Although originally focused on detection of bioterrorism events, i.e., those in which a terrorist unleashes a biological weapon onto a civilian population, syndromic surveillance is not used broadly by local and state health departments. For example, these systems are used to detect cold weather events like carbon monoxide poisonings,18 influenza,19,20 and heat related illnesses like heat exhaustion.21,22 Today syndromic surveillance systems play a key role in monitoring many syndromes, including emerging diseases. In 2020, syndromic surveillance systems were adapted to monitor for the emerging SARS-CoV-2 virus, otherwise known as coronavirus disease 2019 (COVID-19). The NSSP developed an initial COVID-like illness syndrome, which has been implemented in jurisdictions across the U.S.

Immunization Information Systems (IIS)

An immunization information system (IIS), also referred to as an electronic immunization registry (EIR), is an information system that facilitates the monitoring of individual immunization schedules and the storage of individual vaccination histories, and, consequently, helps enhance the performance of immunization programs, in terms of both coverage and efficiency.23,24 These systems are also sometimes referred to as vaccine registries. The systems capture details on individuals, and then collectively these records are analysed at the population level. Public health agencies use them to examine, for instance, the proportion of children in a city vaccinated against a given disease. These systems can also check the immunization status for an individual child, providing clinical decision support for a clinic that delivers care to the child.

Immunization information systems are deployed across much of the United States25 as well as most countries around the world. Even developing nations, such as Tanzania and Zambia, have implemented IIS infrastructures that enable analysis of vaccination coverage as well as inventory management of immunizations.24 A project in Indiana, USA leveraged the state public health agency’s IIS to facilitate a clinical decision support project aimed at improving vaccination rates among adolescents against the human papillomavirus.26-29

Population Health Dashboards

Visual analytics is a branch of informatics and data science that illustrates data in a meaningful way which connects with the user. Many hospitals and health systems deploy dashboards to convey timely data and information on operations to clinical leaders as well as administrators. Historically public health agencies have not employed dashboards to monitor population data. However, that is rapidly changing.

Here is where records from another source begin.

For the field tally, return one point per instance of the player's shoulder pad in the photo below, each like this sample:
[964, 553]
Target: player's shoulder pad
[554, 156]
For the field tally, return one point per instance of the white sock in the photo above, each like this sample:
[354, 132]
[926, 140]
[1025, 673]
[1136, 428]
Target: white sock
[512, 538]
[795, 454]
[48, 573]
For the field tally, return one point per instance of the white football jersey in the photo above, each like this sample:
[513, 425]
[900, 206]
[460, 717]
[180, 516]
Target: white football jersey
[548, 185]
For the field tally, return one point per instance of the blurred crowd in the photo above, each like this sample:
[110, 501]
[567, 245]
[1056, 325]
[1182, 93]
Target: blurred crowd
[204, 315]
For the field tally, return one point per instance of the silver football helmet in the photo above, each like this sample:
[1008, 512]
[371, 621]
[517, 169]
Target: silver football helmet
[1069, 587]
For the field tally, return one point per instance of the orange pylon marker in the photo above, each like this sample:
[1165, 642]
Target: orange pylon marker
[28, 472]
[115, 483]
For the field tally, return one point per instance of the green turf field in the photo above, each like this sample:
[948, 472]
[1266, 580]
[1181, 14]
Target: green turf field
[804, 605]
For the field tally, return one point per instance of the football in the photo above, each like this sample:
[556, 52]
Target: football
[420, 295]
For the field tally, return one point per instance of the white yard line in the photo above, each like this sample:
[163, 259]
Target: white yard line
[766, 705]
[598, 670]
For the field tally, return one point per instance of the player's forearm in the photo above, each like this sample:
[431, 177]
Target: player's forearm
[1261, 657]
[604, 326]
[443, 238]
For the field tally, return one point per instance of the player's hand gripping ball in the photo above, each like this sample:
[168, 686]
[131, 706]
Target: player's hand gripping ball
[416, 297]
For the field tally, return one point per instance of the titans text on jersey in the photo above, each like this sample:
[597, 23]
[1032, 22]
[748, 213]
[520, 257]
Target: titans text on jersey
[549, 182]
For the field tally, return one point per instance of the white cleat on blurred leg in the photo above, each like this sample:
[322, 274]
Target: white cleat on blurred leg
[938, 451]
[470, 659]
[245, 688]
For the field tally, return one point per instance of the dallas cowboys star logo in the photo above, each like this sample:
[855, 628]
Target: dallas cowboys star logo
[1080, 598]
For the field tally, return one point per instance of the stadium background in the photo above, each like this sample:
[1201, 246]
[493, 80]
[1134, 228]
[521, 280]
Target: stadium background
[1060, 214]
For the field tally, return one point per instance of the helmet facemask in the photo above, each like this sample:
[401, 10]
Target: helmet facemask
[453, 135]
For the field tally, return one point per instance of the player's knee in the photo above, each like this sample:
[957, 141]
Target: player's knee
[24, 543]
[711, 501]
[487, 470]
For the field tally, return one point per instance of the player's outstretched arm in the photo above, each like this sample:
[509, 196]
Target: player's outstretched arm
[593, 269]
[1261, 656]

The COVID-19 pandemic now has public health organisations awash in visual analytics. One of the most famous dashboards to emerge from the current global pandemic is the COVID-19 Dashboard by the Center for Systems Science and Engineering at Johns Hopkins University.30 The dashboard is a website that routinely updates with new data and information collated from many data sources across the globe. The tool presents information useful to individuals tracking where the disease is currently and where it might be headed next. The dashboard further tracks mortality from COVID-19 and estimates the proportion of individuals who have recovered from the virus.

Many public health agencies now have their own dashboard for COVID-19. Each agency publicly posts information about new cases in its jurisdiction along with mortality data and trends. The dashboards are sought out by news media as well as the public to learn about what is happening in their community or nation. The pandemic highlighted the need for such rapid deployment of information tools in the wake of an epidemic; something public health has not always been able to do in the past. Fortunately, with the advent of eHealth, public health agencies can quickly amass the data needed to populate a dashboard.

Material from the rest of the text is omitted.